Citrix has recruited five Australian customers to a pilot program designed to attract more channel partners to its recently acquired VDI-in-a-box virtual appliance.
According to Citrix A/NZ channel director Neville James, there are 20 to 30 VDI-in-a-box deployments in Australia currently.
The company hopes to train 20 of its channel partners to service between 100 and 250 VDI-in-a-box customers by the end of the year.
James pinned the slow Australian takeup of VDI-in-a-box on a meagre Australian sales strategy of its developer, Kaviza.
Citrix acquired Kaviza last May, bringing the SMB-focused virtual appliance to Australia and rebranding it late last year. Prior to the acquisition, Kaviza was a rival of Citrix's XenDesktop.
“The Kaviza business in Australia really hadn’t gotten off the ground by the time Citrix bought it globally,” he said, declining to name specific customers.
For the pilot program, Citrix is leaning on a handful of existing partners for the process, including service provider Regal IT.
“We want to start feeding [the product] into the channel and get them understanding how easy it is to deploy, the skills you need and the time it takes to make the solution functional to customers,” James said.
“What we learn out of the pilot process will factor heavily in how we educate the broader channel.”
James described it as a "fairly conservative approach".
“We’re not planning on looking for a new channel, we’ll probably focus on existing silver partners in the A/NZ marketplace," he said.

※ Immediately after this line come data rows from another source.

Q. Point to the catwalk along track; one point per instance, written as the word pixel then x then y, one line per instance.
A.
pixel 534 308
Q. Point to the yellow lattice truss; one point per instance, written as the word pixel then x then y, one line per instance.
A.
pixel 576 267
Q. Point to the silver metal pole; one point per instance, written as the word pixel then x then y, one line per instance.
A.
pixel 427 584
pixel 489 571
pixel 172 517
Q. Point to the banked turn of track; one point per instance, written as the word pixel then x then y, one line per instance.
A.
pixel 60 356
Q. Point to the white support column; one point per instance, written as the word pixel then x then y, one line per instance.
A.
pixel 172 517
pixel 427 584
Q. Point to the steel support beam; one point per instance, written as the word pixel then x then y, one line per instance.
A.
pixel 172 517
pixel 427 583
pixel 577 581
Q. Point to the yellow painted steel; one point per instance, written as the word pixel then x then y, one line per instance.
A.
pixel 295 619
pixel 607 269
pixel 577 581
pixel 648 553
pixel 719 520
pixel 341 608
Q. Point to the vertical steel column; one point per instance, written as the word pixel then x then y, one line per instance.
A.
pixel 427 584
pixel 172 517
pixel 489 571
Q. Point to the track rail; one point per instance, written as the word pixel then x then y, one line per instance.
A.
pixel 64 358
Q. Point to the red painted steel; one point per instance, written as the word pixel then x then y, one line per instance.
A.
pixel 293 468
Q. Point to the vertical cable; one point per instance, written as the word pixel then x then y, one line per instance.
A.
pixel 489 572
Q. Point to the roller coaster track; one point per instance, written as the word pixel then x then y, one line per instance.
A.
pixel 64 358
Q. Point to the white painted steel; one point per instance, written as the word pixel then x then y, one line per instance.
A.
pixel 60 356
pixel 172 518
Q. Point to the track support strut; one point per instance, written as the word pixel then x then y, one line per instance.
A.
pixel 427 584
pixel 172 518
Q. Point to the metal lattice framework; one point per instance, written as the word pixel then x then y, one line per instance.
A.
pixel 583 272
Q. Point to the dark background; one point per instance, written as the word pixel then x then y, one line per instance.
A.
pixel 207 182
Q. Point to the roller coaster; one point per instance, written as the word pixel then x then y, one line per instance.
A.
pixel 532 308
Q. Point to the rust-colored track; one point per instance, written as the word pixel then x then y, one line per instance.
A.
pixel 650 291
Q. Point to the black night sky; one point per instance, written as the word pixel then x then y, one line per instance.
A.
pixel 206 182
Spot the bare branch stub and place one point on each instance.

"They give us a fairly broad coverage of the SMB marketplace, so it’s more a case of enabling ones we’ve got, adding VDI-in-a-box to those that sell [XenDesktop] and XenApp."
In March, Citrix plans to introduce a VDI-in-a-box bundled package that James said would include Microsoft licenses and servers.
VDI-in-a-box suffered a glitch on New Year’s Day which prevented users from accessing their virtual desktop environments.
Customers received an error message stating ‘no licenses were available’ due to a bug which deemed all licenses for the software expired.
The company said only three Australian customers were affected. A fix was issued two days later.
James told CRN he did not expect the glitch to affect Citrix’s partner recruitment drive.
“The problem was identified in the US and rectified within a couple of days,” he said. “We wrote a particular piece of code to fix it and it worked perfectly well.”